Belgium

Michel François

Biography

Michel François was born in Sint-Truiden, Belgium, in 1956. His artistic career began in the 1980s. In 1992, he took part in Documenta, Kassel. Two years later, he featured in the São Paulo Bieñal alongside Ann Veronica Janssens, with whom he also shared the Belgian Pavilion at the 48th Venice Biennale in 1999, for an exhibition titled Horror Vacui.

He exhibited at the SMAK, Ghent, in 2009, at the Institut d’Art Contemporain de Villeurbanne in 2010 and at the Musée des Arts Contemporains de la Fédération Wallonie-Bruxelles in 2012. All these solo exhibitions confirmed the importance of his role on the contemporary art scene. Michel François also collaborates regularly with choreographers and, since 2009, has been teaching at the French national fine arts school, ENSBA, in Paris.

About the artworks

Versatile and wide-ranging, Michel François works with installation, video and photography, using a great variety of materials, always to expressive effect. As is the case with the two works here, in aluminium, he often takes his materials from everyday life. Here, the simplicity of the medium enables a powerful and visually immediate discourse. Sculpture, in its multiple forms, is no doubt François’s favoured medium for expressing his concerns as he seeks to capture matter, space and the density of things. His constantly evolving work has great formal purity and his use of colour is sparing. Most of his photographs are in black-and-white.

 

The pieces by this artist institute rhythms that create tensions and dynamics. The idea of exploded form is also in evidence. As he proceeds from one work to the next, so François reiterates and at the same time renews his compositions, in a process of transformation and mutation of forms and ideas. 

Recycling is thus one of his core concepts. His works suggest movement, evince instability and fluidity and seem to tend towards something else, as if they might soon disappear.

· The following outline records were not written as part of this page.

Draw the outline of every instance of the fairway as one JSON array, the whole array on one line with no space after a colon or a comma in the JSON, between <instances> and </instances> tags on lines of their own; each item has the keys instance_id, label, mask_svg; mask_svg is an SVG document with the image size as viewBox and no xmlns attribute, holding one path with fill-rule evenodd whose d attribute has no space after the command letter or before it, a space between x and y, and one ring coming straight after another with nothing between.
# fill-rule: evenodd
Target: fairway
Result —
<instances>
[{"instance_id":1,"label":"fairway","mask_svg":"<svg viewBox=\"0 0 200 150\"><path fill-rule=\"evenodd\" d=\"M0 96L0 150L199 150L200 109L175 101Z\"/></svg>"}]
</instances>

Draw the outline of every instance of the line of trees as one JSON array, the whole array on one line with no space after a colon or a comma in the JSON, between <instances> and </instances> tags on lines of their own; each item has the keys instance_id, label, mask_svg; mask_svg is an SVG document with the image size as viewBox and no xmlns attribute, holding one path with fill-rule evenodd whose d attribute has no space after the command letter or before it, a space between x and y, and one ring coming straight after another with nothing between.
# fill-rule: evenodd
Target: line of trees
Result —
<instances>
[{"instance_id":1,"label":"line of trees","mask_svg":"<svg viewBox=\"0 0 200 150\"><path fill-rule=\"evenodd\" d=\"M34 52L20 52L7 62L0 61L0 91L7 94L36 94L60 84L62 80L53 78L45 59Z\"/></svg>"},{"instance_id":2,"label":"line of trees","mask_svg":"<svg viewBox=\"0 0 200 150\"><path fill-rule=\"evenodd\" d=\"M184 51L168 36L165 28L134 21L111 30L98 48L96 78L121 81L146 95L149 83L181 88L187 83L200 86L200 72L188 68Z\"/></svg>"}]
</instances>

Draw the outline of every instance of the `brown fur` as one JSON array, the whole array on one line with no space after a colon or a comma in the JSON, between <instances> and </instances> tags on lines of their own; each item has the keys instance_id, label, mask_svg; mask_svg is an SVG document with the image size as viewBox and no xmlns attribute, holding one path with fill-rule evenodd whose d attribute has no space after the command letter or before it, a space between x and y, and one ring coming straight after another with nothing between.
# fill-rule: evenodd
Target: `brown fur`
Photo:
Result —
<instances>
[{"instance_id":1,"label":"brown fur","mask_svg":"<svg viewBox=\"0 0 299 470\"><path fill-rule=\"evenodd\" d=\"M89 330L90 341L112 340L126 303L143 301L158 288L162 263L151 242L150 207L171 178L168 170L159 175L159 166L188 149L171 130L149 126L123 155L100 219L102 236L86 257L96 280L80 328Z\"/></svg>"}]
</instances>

The idea is to capture life in every possible manifestation, whether vegetable, mineral or human. 

 

His photographs capture fragments of life : characters, movements and surprising views – fleeting moments. As if to further develop his idea of art as movement, François has on several occasions printed his works as large-format posters and left them out in his exhibitions for visitors to take away. Generous, dense, and intense, his work can be perceived as a process, an ongoing, never finished transformation.